On échappe rarement aux mesquineries pécuniaires, surtout quand on est une légende en devenir. le projet date de 1950-1951, une période difficile pour Vian précise Nicole Bertolt dans la postface. le pataphysicien était alors en quête de liquidités !

Le livre devait sortir dans la collection « Roman Série noire » des éditions du Scorpion, s'adresser à un grand public et être signé Vernon Sullivan, comme J'irai cracher sur vos tombes. Vian, qui semblait enthousiasmé par ce projet, oublia curieusement la cinquantaine de feuilles dans une pochette, avec le synopsis. Sa veuve Ursula Vian Kübler couva longtemps le désir de faire terminer le livre. Hélas elle n'aura eu le loisir de voir exaucer son voeu... en tout cas de son vivant ! Car la « cohérie Vian », dont fait partie son fils Patrick, a finalement confié aux sociétaires de l'OuLiPo la poursuite du dernier roman non-édité de l'auteur maudit.

C'est l'histoire d'un revenant de Corée, qui aspire tout naturellement à oublier les atrocités de la guerre. Hélas, il n'a pas le temps d'embrasser sa mère que le voilà confronté à un crime horrible : la femme qui l'a initié a été assassinée. Et c'est pas fini ! Car Frank découvre que ses ex meurent une à une...

Tous les codes du roman noir (burlesque) sont réunis pour plaire aux amateurs : rythme effréné, détails croustillants, psychologie minimaliste, suspens garanti.
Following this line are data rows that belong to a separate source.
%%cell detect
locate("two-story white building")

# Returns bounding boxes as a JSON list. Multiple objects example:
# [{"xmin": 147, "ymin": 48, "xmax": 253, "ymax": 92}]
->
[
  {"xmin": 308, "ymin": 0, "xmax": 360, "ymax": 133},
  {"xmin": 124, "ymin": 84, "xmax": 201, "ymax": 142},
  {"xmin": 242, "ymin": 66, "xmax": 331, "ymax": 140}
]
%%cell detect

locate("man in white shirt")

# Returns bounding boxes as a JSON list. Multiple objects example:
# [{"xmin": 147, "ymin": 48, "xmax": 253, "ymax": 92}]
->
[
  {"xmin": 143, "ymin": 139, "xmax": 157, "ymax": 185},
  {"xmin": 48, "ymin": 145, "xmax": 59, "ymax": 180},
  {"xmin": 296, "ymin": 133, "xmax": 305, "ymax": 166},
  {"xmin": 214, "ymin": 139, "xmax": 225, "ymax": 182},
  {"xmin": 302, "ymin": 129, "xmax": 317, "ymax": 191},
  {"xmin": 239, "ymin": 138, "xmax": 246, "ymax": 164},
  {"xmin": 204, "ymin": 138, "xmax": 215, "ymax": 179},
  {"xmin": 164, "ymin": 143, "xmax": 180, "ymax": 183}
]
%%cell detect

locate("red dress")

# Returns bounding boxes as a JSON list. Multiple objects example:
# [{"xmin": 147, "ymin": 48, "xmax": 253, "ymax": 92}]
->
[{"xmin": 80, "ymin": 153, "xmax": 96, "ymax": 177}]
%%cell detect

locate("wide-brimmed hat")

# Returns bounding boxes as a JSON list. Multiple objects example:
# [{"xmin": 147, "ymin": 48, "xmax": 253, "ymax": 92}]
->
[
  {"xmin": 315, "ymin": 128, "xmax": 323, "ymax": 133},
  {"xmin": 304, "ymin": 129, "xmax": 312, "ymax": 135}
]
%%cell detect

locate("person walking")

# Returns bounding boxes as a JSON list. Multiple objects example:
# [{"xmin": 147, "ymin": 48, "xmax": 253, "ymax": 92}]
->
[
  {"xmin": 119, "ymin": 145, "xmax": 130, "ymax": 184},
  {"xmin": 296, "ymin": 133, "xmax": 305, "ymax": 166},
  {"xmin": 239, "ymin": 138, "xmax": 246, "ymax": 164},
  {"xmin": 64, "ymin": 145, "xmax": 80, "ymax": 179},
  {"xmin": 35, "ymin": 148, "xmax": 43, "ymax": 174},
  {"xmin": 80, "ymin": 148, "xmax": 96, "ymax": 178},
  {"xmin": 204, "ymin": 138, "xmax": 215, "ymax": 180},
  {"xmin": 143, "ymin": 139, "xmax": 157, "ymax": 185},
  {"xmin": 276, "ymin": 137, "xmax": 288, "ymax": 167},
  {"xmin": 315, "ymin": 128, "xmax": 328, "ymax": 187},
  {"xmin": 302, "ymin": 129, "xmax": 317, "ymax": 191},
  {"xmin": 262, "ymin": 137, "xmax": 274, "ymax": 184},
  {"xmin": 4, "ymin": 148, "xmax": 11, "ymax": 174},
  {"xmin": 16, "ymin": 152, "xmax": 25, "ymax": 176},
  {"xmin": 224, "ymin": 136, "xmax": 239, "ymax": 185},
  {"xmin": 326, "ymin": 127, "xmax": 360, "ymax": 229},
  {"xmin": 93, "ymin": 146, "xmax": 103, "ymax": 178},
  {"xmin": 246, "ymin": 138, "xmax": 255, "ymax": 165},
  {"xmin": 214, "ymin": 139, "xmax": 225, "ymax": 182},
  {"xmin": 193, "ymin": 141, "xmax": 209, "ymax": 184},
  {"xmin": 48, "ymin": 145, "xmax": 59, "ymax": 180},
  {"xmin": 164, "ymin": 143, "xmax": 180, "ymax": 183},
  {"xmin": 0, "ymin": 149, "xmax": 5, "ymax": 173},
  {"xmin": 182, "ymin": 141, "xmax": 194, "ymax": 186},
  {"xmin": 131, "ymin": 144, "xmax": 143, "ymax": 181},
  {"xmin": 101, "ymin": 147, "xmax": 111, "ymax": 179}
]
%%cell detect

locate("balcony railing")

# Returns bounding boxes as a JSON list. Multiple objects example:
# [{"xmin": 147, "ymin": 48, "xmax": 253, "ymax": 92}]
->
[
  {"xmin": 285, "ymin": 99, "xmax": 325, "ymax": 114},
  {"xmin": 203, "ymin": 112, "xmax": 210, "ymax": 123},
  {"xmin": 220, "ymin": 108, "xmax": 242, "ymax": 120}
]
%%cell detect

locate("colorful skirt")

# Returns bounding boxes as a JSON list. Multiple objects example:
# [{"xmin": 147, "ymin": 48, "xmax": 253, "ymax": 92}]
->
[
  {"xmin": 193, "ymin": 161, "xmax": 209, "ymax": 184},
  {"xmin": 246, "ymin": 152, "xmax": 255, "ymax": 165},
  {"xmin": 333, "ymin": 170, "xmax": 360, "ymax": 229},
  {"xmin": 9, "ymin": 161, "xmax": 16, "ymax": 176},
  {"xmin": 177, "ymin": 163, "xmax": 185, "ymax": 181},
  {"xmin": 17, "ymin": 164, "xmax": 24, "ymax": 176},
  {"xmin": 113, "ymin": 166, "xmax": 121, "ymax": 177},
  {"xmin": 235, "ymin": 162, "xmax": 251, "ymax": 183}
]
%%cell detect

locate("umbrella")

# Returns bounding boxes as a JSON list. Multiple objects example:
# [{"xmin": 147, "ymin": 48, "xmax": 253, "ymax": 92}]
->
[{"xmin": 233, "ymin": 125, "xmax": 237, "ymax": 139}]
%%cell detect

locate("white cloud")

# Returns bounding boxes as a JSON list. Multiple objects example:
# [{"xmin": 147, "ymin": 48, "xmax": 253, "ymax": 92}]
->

L'édition accompagne ce texte de notes à tous les chapitres, permettant de comprendre quelques références jazzistiques, littéraires ou automobiles de Vian et de ceux qui l'ont imité. Elle précise aussi les « coulisses » de la rédaction, notamment les questions qui se sont posées. Comment par exemple, écrire aujourd'hui sur les femmes ou les Noirs dans un roman supposé écrit aux Etats-Unis il y a soixante-dix ans? Ainsi l'Ouvroir justifie t-il la poursuite du « machisme vintage » de Sullivan avec un alibi bien trouvé : il était impulsé par Clémentine Mélois, la seul femme des six pasticheurs ! Ils ont eu raison, en voici un exemple, page 82 : « Avec Carmen, Narcissus avait tiré le gros lot, enfin, gros juste là où il faut. Elle était moulée dans une robe de soie émeraude qui rimait très bien – comme un poème – avec ses yeux verts, aux iris mouchetés d'or. Un truc vraiment chouette. » Cette phrase, page 65, est pas mal aussi : « Il y a dix ans, c'était le genre de brune incendiaire pour laquelle un golfeur aurait rebouché les trous du green pour éviter qu'elle y tombe. ».

L'OuLiPo a pris de la liberté avec le synopsis, assez allusif, en se permettant d'inventer de robustes personnages secondaires. Il s'est aussi amusé à refourguer de vraies phrases de Vian, à coller un poème obéissant à des règles bizarres en note et à d'autres minces exercices, aussi stimulants pour les écriveurs que pour les lecteurs. En somme ce n'est pas un livre qui change une vie, mais on peut saluer ce travail d'écriture exigent, publié chez Fayard ; et on referme le livre en se disant que rien n'a changé. Combien d'écrivains majeurs les majors de l'édition peuvent-ils laisser sur le carreau ?
Lien : https://blogs.mediapart.fr/e..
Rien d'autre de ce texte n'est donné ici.